Diffusion-FS: Multimodal Free-Space Prediction via Diffusion for Autonomous Driving
This addresses the problem of safe navigation in autonomous driving by predicting navigable corridors from camera images, though it is incremental as it builds on existing free-space and diffusion methods.
The paper tackles drivable free-space corridor prediction for autonomous driving by framing it as a monocular image perception task, introducing a self-supervised approach for data generation and a diffusion-based architecture called ContourDiff that denoises contour points, achieving accurate multimodal corridor predictions on nuScenes and CARLA datasets.

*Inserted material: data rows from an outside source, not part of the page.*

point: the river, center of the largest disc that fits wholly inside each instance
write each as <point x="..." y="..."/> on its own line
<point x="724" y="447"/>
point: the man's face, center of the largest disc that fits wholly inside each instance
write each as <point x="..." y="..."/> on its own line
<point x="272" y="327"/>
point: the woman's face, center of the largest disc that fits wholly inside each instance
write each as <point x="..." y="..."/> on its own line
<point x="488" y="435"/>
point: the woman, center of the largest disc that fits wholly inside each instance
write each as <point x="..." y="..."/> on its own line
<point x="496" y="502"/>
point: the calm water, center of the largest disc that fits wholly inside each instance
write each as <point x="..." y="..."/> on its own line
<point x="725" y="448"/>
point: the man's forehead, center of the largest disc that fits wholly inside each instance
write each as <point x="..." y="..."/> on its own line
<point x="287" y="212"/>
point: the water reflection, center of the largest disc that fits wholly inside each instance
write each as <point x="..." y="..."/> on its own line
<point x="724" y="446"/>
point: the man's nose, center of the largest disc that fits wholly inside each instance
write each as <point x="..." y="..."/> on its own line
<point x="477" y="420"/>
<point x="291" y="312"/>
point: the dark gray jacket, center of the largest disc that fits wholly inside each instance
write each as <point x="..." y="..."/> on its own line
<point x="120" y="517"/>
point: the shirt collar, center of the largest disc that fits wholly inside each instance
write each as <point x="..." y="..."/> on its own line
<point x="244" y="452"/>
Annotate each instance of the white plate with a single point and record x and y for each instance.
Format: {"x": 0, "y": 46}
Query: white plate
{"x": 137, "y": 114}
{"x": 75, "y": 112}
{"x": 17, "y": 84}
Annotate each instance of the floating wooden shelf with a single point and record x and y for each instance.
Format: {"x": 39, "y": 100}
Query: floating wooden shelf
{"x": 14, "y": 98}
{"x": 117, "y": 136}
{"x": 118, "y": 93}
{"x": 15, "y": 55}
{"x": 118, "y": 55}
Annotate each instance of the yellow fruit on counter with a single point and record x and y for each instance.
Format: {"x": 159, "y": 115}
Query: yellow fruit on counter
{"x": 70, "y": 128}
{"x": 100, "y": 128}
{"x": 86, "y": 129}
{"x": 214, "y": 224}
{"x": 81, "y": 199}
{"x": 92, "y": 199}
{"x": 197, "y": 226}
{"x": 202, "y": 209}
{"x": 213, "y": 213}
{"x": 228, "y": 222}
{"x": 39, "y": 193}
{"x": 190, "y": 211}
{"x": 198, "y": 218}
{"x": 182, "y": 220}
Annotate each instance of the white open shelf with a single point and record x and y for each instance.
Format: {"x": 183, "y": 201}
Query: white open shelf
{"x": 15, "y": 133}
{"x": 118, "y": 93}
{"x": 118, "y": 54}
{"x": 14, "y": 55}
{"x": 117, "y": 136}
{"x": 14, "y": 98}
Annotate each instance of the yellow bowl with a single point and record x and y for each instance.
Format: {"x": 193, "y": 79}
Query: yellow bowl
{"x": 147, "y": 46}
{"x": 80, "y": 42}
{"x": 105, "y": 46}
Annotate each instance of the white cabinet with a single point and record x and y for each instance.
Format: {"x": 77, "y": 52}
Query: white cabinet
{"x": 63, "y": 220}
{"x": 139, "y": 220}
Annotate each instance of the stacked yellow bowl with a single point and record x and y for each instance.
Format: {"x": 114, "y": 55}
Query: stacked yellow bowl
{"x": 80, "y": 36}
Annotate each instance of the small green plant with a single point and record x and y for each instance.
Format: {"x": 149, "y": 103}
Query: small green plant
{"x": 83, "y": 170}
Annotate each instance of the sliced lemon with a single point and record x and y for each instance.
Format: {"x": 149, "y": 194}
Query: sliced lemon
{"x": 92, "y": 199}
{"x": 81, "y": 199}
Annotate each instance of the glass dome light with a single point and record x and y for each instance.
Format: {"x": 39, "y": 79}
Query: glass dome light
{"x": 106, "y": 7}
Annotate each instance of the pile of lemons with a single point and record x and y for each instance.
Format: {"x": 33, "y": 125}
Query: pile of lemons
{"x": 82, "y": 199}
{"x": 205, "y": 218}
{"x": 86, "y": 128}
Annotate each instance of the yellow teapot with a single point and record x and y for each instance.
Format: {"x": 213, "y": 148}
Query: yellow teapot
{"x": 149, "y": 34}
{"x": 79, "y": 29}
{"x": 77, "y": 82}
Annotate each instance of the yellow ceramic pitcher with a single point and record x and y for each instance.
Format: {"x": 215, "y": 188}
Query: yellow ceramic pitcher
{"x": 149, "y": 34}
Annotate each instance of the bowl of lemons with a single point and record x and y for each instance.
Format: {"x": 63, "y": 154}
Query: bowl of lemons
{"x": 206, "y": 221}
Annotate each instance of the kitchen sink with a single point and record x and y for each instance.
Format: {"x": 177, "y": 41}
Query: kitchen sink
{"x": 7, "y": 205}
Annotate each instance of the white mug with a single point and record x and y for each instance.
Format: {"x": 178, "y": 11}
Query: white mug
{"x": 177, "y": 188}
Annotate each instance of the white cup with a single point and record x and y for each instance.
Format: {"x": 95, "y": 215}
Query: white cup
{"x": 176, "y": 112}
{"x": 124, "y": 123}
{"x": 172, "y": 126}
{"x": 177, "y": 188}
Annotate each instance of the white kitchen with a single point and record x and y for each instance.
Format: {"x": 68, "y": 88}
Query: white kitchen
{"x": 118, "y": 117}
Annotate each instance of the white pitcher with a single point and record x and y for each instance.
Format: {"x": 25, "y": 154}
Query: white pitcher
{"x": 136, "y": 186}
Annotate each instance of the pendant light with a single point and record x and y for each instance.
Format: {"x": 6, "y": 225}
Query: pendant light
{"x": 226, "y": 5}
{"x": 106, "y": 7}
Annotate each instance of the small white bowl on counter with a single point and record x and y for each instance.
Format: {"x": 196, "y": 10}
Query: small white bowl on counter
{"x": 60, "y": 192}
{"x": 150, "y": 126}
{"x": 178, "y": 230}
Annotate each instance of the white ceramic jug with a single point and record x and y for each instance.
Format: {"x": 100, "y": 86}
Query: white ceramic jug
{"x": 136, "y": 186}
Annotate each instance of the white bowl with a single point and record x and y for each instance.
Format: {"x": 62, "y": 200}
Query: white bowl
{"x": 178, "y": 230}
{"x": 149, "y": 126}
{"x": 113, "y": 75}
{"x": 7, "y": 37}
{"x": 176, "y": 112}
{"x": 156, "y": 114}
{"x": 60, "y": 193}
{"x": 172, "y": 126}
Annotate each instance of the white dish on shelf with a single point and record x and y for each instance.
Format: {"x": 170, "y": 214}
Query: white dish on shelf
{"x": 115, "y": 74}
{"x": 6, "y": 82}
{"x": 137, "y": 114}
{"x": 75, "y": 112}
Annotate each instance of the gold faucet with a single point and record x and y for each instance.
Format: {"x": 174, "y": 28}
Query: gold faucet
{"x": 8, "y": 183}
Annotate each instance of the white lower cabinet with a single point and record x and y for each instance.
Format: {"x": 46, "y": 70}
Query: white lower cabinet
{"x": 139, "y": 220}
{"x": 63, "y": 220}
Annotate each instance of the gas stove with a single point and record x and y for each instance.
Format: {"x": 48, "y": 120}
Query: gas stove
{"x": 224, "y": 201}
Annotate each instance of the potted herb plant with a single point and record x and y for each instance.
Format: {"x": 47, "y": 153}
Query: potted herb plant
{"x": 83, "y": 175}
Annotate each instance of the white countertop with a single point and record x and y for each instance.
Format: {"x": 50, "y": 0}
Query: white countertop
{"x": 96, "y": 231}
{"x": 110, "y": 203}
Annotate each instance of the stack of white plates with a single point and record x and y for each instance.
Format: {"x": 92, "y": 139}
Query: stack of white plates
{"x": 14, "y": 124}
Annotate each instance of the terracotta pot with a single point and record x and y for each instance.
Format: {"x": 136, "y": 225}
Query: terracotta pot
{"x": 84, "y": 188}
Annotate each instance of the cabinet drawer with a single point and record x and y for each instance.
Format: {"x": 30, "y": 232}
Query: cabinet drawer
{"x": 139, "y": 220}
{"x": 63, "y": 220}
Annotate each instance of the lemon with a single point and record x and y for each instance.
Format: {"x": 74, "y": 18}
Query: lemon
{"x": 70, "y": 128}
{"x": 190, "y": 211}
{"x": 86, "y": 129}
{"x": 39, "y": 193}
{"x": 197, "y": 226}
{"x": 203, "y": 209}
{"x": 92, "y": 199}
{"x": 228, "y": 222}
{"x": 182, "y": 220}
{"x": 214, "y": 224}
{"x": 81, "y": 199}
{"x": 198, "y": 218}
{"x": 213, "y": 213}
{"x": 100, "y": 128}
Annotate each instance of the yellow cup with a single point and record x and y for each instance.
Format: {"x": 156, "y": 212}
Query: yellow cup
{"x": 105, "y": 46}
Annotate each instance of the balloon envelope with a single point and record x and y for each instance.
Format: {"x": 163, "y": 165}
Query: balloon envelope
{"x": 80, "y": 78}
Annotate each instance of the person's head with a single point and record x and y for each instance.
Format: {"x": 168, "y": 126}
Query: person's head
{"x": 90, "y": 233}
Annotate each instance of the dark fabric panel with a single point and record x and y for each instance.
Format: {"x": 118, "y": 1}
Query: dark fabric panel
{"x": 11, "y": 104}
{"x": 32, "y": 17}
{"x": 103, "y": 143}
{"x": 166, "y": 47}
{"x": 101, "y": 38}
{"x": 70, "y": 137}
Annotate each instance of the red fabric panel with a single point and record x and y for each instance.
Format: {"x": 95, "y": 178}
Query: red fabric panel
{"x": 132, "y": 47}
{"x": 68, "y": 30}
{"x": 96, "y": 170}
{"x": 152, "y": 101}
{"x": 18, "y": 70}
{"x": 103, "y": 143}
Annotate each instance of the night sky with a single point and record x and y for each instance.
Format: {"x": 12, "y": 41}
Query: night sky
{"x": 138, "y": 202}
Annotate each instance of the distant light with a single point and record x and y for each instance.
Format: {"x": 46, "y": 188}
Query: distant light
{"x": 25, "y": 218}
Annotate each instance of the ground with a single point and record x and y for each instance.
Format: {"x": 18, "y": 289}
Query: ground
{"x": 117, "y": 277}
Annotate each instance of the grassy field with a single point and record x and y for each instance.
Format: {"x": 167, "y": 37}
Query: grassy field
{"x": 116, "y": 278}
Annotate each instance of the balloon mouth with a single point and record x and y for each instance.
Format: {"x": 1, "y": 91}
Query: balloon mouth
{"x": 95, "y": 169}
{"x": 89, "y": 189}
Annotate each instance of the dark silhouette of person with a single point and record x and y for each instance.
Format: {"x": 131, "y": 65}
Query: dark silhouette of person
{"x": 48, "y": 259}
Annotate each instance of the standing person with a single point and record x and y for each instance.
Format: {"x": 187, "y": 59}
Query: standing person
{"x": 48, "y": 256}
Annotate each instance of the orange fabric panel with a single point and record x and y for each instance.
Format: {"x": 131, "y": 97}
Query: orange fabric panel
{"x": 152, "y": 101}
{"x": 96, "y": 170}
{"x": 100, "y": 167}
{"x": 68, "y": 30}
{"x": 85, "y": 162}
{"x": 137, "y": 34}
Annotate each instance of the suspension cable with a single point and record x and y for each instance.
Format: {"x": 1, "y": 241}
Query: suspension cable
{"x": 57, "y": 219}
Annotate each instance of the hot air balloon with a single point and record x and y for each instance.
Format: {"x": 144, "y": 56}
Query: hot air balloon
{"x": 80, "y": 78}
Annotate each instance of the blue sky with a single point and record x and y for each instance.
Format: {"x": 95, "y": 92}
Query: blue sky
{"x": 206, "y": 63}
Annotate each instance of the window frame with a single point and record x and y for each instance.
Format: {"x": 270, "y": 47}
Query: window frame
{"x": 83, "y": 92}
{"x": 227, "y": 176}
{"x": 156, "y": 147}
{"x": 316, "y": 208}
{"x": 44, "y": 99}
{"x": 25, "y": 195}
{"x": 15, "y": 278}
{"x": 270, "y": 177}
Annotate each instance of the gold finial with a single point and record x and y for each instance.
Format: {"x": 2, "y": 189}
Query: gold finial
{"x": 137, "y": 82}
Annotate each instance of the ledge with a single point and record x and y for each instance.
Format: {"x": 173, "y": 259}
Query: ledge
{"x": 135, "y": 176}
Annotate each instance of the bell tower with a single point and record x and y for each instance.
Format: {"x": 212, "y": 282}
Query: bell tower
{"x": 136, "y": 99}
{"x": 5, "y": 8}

Drivable Free-space prediction is a fundamental and crucial problem in autonomous driving. Recent works have addressed the problem by representing the entire non-obstacle road regions as the free-space. In contrast our aim is to estimate the driving corridors that are a navigable subset of the entire road region. Unfortunately, existing corridor estimation methods directly assume a BEV-centric representation, which is hard to obtain. In contrast, we frame drivable free-space corridor prediction as a pure image perception task, using only monocular camera input. However such a formulation poses several challenges as one doesn't have the corresponding data for such free-space corridor segments in the image. Consequently, we develop a novel self-supervised approach for free-space sample generation by leveraging future ego trajectories and front-view camera images, making the process of visual corridor estimation dependent on the ego trajectory. We then employ a diffusion process to model the distribution of such segments in the image. However, the existing binary mask-based representation for a segment poses many limitations. Therefore, we introduce ContourDiff, a specialized diffusion-based architecture that denoises over contour points rather than relying on binary mask representations, enabling structured and interpretable free-space predictions. We evaluate our approach qualitatively and quantitatively on both nuScenes and CARLA, demonstrating its effectiveness in accurately predicting safe multimodal navigable corridors in the image.